GMP Pharmaceuticals has completed extensive renovations to its global headquarters in Sydney, which now features a series of new facilities such as the dry manufacturing facility and a coating machine designed for processing higher volume batches.
New features and improvements to the Huntingwood facility also include a new wet granulation suite that would enable GMP to perfectly control the uniformity of micro-dosed multivitamins, minerals, and other functional ingredients by forging granules from fine powder particles, which eventually can be processed into a different downstream product such as tablets and sachets packaging form.
New packaging lines have also been put in place to pack powders into pillow packs and pouch packaging formats.
In addition to the new enhancements, GMP recently received a license from the US Food and Drug Administration for Food Facility Registration.
“These improvements will enhance the efficiency and productivity of our operations, bringing enormous benefits to our customers and staff alike. We are committed to investing in the latest technology and equipment to ensure that we remain at the forefront of our industry,” said Wei Keong, GMP’s Huntingwood Site Manager.
GMP also updated its TGA license variation to include new dosage forms such as effervescent tablets, enteric-coated tablets, film-coated tablets, modified-release tablets, granules, and hard capsules.

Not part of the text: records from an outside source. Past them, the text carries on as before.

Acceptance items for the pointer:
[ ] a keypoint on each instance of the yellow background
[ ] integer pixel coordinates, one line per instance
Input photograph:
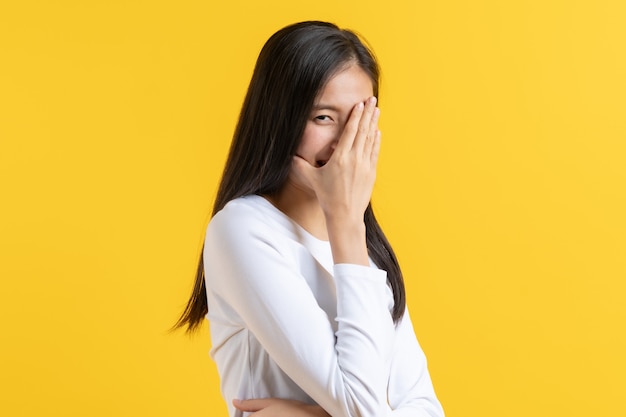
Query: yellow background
(501, 185)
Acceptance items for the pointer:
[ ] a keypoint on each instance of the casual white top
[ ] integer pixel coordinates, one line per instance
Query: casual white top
(286, 322)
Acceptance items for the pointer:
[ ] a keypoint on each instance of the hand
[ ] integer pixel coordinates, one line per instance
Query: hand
(277, 407)
(343, 186)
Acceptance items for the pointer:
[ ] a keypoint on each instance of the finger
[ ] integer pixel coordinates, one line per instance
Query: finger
(363, 130)
(253, 405)
(375, 148)
(350, 130)
(372, 134)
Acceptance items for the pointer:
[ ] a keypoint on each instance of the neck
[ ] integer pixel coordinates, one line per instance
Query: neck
(302, 207)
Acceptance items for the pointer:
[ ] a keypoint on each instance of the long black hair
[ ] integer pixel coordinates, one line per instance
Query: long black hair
(292, 68)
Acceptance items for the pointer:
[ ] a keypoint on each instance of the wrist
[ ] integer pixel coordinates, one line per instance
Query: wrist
(348, 242)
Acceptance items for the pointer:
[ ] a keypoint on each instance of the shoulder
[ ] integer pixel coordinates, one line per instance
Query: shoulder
(247, 219)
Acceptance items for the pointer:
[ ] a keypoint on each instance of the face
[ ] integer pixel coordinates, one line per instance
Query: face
(331, 110)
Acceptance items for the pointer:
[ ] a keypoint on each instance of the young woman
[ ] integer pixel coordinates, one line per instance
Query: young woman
(303, 292)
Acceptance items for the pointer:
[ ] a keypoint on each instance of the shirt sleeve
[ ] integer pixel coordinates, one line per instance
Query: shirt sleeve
(410, 391)
(344, 372)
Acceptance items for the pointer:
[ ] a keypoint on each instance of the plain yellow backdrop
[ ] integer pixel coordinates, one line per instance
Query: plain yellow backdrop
(502, 186)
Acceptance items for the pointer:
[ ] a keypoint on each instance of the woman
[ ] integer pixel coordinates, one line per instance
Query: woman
(304, 294)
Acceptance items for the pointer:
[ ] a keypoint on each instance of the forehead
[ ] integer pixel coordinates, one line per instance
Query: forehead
(346, 88)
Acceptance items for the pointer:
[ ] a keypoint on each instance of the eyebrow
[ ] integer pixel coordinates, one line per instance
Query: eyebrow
(322, 106)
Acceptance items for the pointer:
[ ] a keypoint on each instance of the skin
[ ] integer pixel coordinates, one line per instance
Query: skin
(329, 187)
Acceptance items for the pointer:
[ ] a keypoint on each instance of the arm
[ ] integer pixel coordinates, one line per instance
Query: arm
(411, 392)
(345, 373)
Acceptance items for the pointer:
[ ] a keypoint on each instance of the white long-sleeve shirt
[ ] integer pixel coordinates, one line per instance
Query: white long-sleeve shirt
(286, 322)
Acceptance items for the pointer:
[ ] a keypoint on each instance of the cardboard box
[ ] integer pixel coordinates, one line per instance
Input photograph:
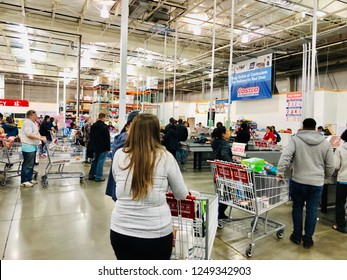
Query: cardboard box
(255, 164)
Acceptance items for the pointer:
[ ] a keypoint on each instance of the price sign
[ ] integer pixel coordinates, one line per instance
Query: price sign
(238, 149)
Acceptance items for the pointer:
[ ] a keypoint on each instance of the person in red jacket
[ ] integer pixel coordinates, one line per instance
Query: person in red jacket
(269, 135)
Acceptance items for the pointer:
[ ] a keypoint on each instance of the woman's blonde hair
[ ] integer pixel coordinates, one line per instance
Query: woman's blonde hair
(142, 146)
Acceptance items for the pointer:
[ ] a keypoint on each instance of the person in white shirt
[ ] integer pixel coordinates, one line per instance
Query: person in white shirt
(30, 138)
(144, 171)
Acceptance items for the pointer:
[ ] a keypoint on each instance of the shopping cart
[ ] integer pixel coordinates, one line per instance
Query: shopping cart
(11, 158)
(252, 193)
(59, 154)
(194, 225)
(264, 145)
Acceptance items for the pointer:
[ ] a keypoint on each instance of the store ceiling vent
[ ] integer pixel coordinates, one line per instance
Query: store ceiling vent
(137, 9)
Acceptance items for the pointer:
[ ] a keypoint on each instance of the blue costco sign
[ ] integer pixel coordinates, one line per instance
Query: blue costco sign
(252, 79)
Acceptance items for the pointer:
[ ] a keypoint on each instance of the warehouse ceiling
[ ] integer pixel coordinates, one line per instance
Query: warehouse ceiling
(40, 38)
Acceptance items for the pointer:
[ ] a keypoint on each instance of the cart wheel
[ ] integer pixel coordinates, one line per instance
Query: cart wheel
(280, 233)
(249, 251)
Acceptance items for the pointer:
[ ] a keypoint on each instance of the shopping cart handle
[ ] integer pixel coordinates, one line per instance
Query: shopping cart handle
(188, 197)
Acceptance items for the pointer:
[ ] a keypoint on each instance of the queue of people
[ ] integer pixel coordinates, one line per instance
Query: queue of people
(141, 175)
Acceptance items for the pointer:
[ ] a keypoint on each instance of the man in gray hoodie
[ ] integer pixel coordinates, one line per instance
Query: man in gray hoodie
(312, 160)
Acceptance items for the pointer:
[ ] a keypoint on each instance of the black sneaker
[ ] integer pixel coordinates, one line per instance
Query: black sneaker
(308, 244)
(295, 239)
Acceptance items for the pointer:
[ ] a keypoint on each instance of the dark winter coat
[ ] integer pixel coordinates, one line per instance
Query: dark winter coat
(182, 132)
(99, 138)
(170, 138)
(221, 149)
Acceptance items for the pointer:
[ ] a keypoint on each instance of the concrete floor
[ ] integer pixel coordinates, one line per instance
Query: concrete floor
(70, 221)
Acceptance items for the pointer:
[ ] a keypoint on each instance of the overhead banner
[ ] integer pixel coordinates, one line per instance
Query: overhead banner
(221, 105)
(252, 79)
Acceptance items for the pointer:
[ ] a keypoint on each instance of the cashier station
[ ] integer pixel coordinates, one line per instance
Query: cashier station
(203, 152)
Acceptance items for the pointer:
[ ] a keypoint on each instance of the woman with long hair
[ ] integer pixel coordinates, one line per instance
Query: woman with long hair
(141, 226)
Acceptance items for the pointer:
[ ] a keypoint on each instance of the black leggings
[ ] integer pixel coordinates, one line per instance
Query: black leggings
(134, 248)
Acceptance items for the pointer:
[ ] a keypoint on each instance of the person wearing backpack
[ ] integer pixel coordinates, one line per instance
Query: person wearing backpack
(86, 137)
(221, 151)
(118, 142)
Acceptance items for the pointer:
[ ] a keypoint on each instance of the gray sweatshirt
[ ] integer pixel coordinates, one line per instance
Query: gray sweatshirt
(311, 156)
(149, 217)
(340, 158)
(29, 127)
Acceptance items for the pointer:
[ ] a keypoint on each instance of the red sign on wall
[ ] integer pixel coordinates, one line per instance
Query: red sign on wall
(14, 102)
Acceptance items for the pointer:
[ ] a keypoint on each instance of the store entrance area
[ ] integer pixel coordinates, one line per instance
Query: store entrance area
(70, 221)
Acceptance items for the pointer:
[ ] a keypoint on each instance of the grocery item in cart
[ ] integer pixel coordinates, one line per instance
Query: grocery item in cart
(255, 164)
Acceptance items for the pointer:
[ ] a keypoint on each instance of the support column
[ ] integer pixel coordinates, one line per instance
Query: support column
(2, 86)
(123, 63)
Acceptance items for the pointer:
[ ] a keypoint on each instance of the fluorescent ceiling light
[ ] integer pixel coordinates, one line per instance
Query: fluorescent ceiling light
(104, 13)
(320, 14)
(244, 38)
(196, 30)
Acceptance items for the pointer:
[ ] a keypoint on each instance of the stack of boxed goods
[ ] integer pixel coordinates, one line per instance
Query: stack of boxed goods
(255, 164)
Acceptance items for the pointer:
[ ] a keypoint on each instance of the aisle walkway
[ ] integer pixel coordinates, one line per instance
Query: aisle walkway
(68, 220)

The Huntingwood site was first opened in 2019 and enabled GMP to be the first of its kind in Australia to produce and manufacture pharmaceutical-grade freeze-dried dairy, health, and functional food products for the domestic and overseas markets.
“With the global health and wellness market expected to continue to boom in the coming years, it is likely that the demand for Australian-made products will continue to rise. We see GMP as playing an important role in bringing local products to market, and seeing Australian businesses thrive,” Lee said.